I missed the run-up to the birth of a royal baby. I missed various people in Washington yelling at each other for various things. I missed minute-by-minute coverage of a couple of high-profile political races in New York City. (Both of the races are in the news because of the past sexual escapades of candidates, not because of anything related to the issues in the races.)

What else did I miss? As I’ve looked back over the list of headlines from the last week, I see that all I’ve missed is trivia. I see absolutely nothing that matters to me. I see things that might qualify as entertainment, but not things that matter one way or the other whether I know about them.

For someone who spent years working in news, it’s always jarring to realize how little news matters. I grew up thinking it was important. I read the newspaper every day from an early age. But now, it all seems like banal trivia. And it reminds me of something from Ray Bradbury’s “Fahrenheit 451.” Captain Beatty is explaining to Montag why modern media helped keep people unthinking and happy:

“If you don’t want a man unhappy politically, don’t give him two sides to a question to worry him; give him one. Better yet give him none. Let him forget there is such a thing as war. If the government is inefficient, topheavy, and tax-mad, better it be all those than that people worry over it. Peace, Montag. Give the people contests they win by remembering the words to more popular songs or the names of state capitals or how much corn Iowa grew last year. Cram them full of noncombustible data, chock them so damned full of ‘facts’ they fell stuffed, but absolutely ‘brilliant’ with information. Then they’ll feel they’re thinking, they’ll get a sense of motion without moving. And they’ll be happy, because facts of that sort don’t change.”

I don’t believe there’s any specific intent — on the part of media or government — to do this. I think it’s simply what people are interested in paying attention to.

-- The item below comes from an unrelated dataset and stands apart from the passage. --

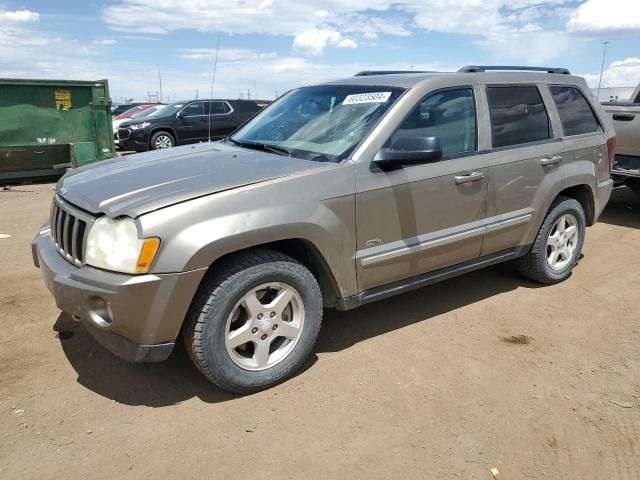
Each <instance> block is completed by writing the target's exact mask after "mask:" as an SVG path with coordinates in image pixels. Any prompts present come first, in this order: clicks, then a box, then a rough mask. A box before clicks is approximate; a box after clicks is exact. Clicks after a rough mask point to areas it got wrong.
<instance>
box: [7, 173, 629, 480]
mask: <svg viewBox="0 0 640 480" xmlns="http://www.w3.org/2000/svg"><path fill="white" fill-rule="evenodd" d="M52 193H53V184H41V185H25V186H20V187H13V188H11V190H0V234H8V235H11V237H9V238H0V325H2V336H1V337H0V478H1V479H3V480H9V479H21V480H22V479H32V478H33V479H62V478H64V479H77V478H87V479H89V478H90V479H123V478H124V479H129V478H140V479H143V478H144V479H148V478H161V479H162V478H172V477H176V478H185V479H190V478H207V479H217V478H221V479H222V478H235V479H242V478H250V477H251V478H254V479H262V478H265V479H266V478H268V479H270V480H272V479H273V480H275V479H284V478H294V479H302V478H305V479H308V478H325V479H338V478H340V479H343V478H366V479H372V478H375V479H407V478H420V479H432V478H433V479H453V478H461V479H491V478H493V477H492V473H491V471H490V470H491V468H492V467H495V468H498V469H499V471H500V472H501V473H500V476H499V478H501V479H505V480H509V479H534V478H551V479H565V478H567V479H569V478H571V479H573V478H575V479H607V480H609V479H638V478H640V348H639V346H640V314H639V313H638V312H639V311H640V295H639V294H638V292H639V288H640V201H639V200H638V197H634V196H633V195H632V194H631V193H630V192H628V191H627V190H626V189H619V190H616V191H615V192H614V195H613V198H612V201H611V203H610V205H609V206H608V207H607V210H606V211H605V213H604V215H603V217H602V218H601V220H600V222H599V223H598V224H597V225H595V226H594V227H593V228H590V229H589V230H588V232H587V239H586V243H585V247H584V258H582V260H581V261H580V264H579V265H578V266H577V268H576V269H575V271H574V274H573V276H572V277H571V278H570V279H569V280H568V281H567V282H565V283H563V284H560V285H556V286H552V287H544V288H540V287H539V286H537V285H534V284H532V283H529V282H527V281H525V280H523V279H521V278H520V277H519V276H518V275H517V274H516V273H514V272H513V271H512V269H511V268H510V266H504V265H503V266H498V267H494V268H490V269H487V270H483V271H479V272H475V273H472V274H469V275H467V276H464V277H459V278H457V279H453V280H449V281H447V282H444V283H441V284H438V285H434V286H431V287H427V288H424V289H421V290H418V291H415V292H412V293H408V294H405V295H402V296H399V297H396V298H393V299H390V300H386V301H383V302H381V303H377V304H372V305H369V306H366V307H363V308H361V309H359V310H354V311H351V312H347V313H340V312H334V311H327V312H326V314H325V318H326V320H325V322H324V325H323V332H322V334H321V339H320V342H319V345H318V346H317V348H316V352H317V353H316V355H315V356H314V358H313V359H312V361H310V362H309V365H308V368H306V369H305V371H303V372H302V373H301V374H299V375H298V376H297V377H295V378H294V379H292V380H290V381H288V382H286V383H285V384H282V385H280V386H278V387H276V388H273V389H271V390H268V391H265V392H262V393H259V394H256V395H252V396H247V397H238V396H232V395H229V394H226V393H224V392H222V391H220V390H217V389H216V388H214V387H212V386H210V385H209V384H208V383H207V382H206V381H205V380H203V378H201V377H200V375H199V374H198V373H197V372H196V371H195V369H194V368H192V367H191V365H190V364H189V363H188V361H187V360H186V359H185V358H184V357H183V356H181V355H176V356H175V357H172V358H171V359H170V360H169V361H167V362H165V363H162V364H146V365H132V364H127V363H124V362H121V361H119V360H118V359H116V358H114V357H113V356H111V355H110V354H109V353H107V352H106V351H104V350H103V349H102V348H101V347H100V346H98V345H97V344H96V343H95V342H94V341H93V340H92V338H91V337H90V336H89V335H88V334H87V333H86V332H85V330H84V327H83V326H82V325H79V324H75V323H74V322H72V321H71V320H70V319H69V318H67V317H66V316H62V315H60V312H59V311H58V310H57V308H56V306H55V304H54V302H53V300H52V298H51V296H50V295H49V293H48V292H47V291H46V290H45V288H44V285H43V283H42V281H41V279H40V273H39V271H38V270H37V269H36V268H34V267H33V264H32V261H31V251H30V245H29V243H30V240H31V238H32V237H33V235H34V234H35V233H36V231H37V229H38V227H39V226H40V225H41V224H42V223H43V222H44V221H45V219H46V217H47V215H48V211H49V205H50V201H51V196H52Z"/></svg>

Absorbing trivial facts — and thus feeling informed — is easier than having to think about principles or reason things out.

Those in the political and media classes tend to see the world differently, though. I came across a quote Thursday from the late Helen Thomas that gives a peek into that mindset. She was a White House correspondent for almost six decades. In an interview in 2005, she was asked why she stayed on the White House beat instead of moving on to covering something else.

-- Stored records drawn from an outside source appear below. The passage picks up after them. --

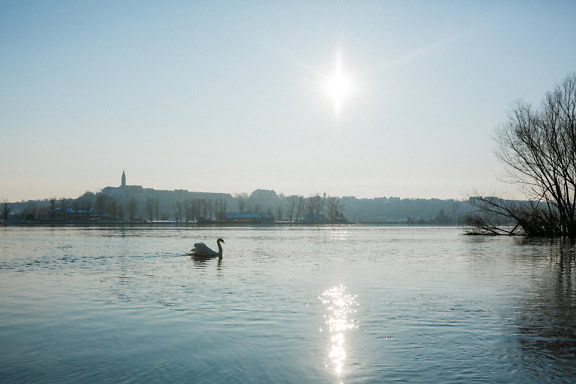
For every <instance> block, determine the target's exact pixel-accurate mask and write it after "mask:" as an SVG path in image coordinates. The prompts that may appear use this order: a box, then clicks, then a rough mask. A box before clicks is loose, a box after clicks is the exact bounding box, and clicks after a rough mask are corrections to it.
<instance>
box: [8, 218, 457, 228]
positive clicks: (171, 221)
mask: <svg viewBox="0 0 576 384" xmlns="http://www.w3.org/2000/svg"><path fill="white" fill-rule="evenodd" d="M0 225H2V226H4V227H277V226H278V227H291V226H294V227H352V226H382V227H462V226H463V225H455V224H436V223H429V224H427V223H382V222H360V223H338V224H318V223H316V224H315V223H302V222H297V223H294V222H283V221H279V222H272V223H256V222H246V223H244V222H204V223H197V222H176V221H159V222H147V221H80V220H79V221H74V220H66V221H60V220H54V221H52V220H41V221H31V220H29V221H13V222H9V223H0Z"/></svg>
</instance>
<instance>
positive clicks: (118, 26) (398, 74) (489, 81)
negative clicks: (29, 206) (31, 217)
mask: <svg viewBox="0 0 576 384" xmlns="http://www.w3.org/2000/svg"><path fill="white" fill-rule="evenodd" d="M575 14H576V3H574V2H551V3H550V2H539V1H525V2H497V1H494V2H480V3H479V2H474V1H460V2H449V1H440V2H425V1H414V2H377V1H360V2H354V3H349V4H335V3H332V2H327V1H326V2H325V1H320V2H314V3H309V2H299V1H297V2H290V3H285V2H247V3H240V2H238V3H208V2H206V3H204V2H194V3H187V2H171V3H158V2H154V1H125V2H110V1H102V2H89V1H86V2H78V1H59V2H41V1H37V2H36V1H30V2H18V1H5V2H2V3H0V59H1V60H2V65H1V66H0V128H1V132H2V144H3V148H2V151H0V180H1V184H0V185H1V186H0V200H1V199H7V200H9V201H20V200H29V199H44V198H48V197H51V196H56V197H62V196H66V197H76V196H79V195H81V194H82V193H83V192H84V191H93V192H95V191H97V190H99V189H100V188H103V187H106V186H117V185H119V184H120V175H121V173H122V170H123V169H124V170H125V171H126V174H127V177H128V184H136V185H142V186H144V187H149V188H155V189H164V190H173V189H188V190H190V191H205V192H226V193H240V192H247V193H250V192H251V191H253V190H256V189H259V188H264V189H272V190H275V191H276V192H278V193H280V192H282V193H285V194H300V195H305V196H308V195H312V194H316V193H327V194H328V195H333V196H357V197H367V198H372V197H380V196H398V197H402V198H440V199H464V198H467V197H468V196H469V195H471V194H475V193H481V194H505V195H514V193H517V192H515V191H514V186H511V185H506V184H504V183H502V182H500V181H499V178H500V177H501V176H502V175H503V167H502V166H501V164H500V163H499V162H498V160H497V159H496V157H495V156H494V151H495V149H496V145H495V143H494V141H493V136H494V129H495V128H496V127H497V126H498V125H501V124H503V123H505V121H506V116H507V112H508V111H509V108H510V106H511V105H512V103H513V102H514V101H515V100H517V99H519V98H521V99H524V100H526V101H528V102H530V103H533V104H534V105H535V106H538V104H539V102H540V100H541V99H542V98H543V97H544V95H545V93H546V92H547V91H549V90H551V89H552V88H553V87H554V85H555V84H556V83H557V82H560V81H561V80H562V79H563V78H564V77H565V76H566V75H567V74H569V73H571V72H574V71H575V70H576V67H575V66H574V63H576V50H574V47H575V46H576V23H575V22H574V20H573V19H574V15H575Z"/></svg>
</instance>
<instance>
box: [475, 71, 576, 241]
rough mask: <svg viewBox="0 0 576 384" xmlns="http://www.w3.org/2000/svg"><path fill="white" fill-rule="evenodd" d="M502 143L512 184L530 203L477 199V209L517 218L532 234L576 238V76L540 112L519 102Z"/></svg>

“What made me stay is because it’s the center — everything comes to the White House,” Thomas said. “All news that affects the country or the world comes through the White House so why not be in the center of it? There’s never a day without news, and it always affects this White House. I was interested in the news and that was the place to be.”

And that’s the way these folks think. They think that everything that matters originates with government — and it’s centered around the person we view as a modern-day king.

Thomas’ thinking was very much from the progressive left. She and others like her — which includes those on both the left and right today — believe that pretty much everything that matters comes from government. If there’s a problem, government has the solution. If there’s progress to be made, it will originate with the benevolent dictators in the White House.

Nothing could be further from the truth for my life. Governments only get into the way. And given the fact that so few people share my view about government, there’s nothing for me to gain by keeping up with what it’s doing. It’s going to be done to me whether I follow it every day or not.

The things that matter to me have to do with love and money and creativity and curiosity and hope. There’s nothing in the news that addresses those things. So news is just intellectual clutter. Just trivia.

If I gave up all news for a month, would I ever start paying attention to it again? I’m not sure. Maybe I should try it and see.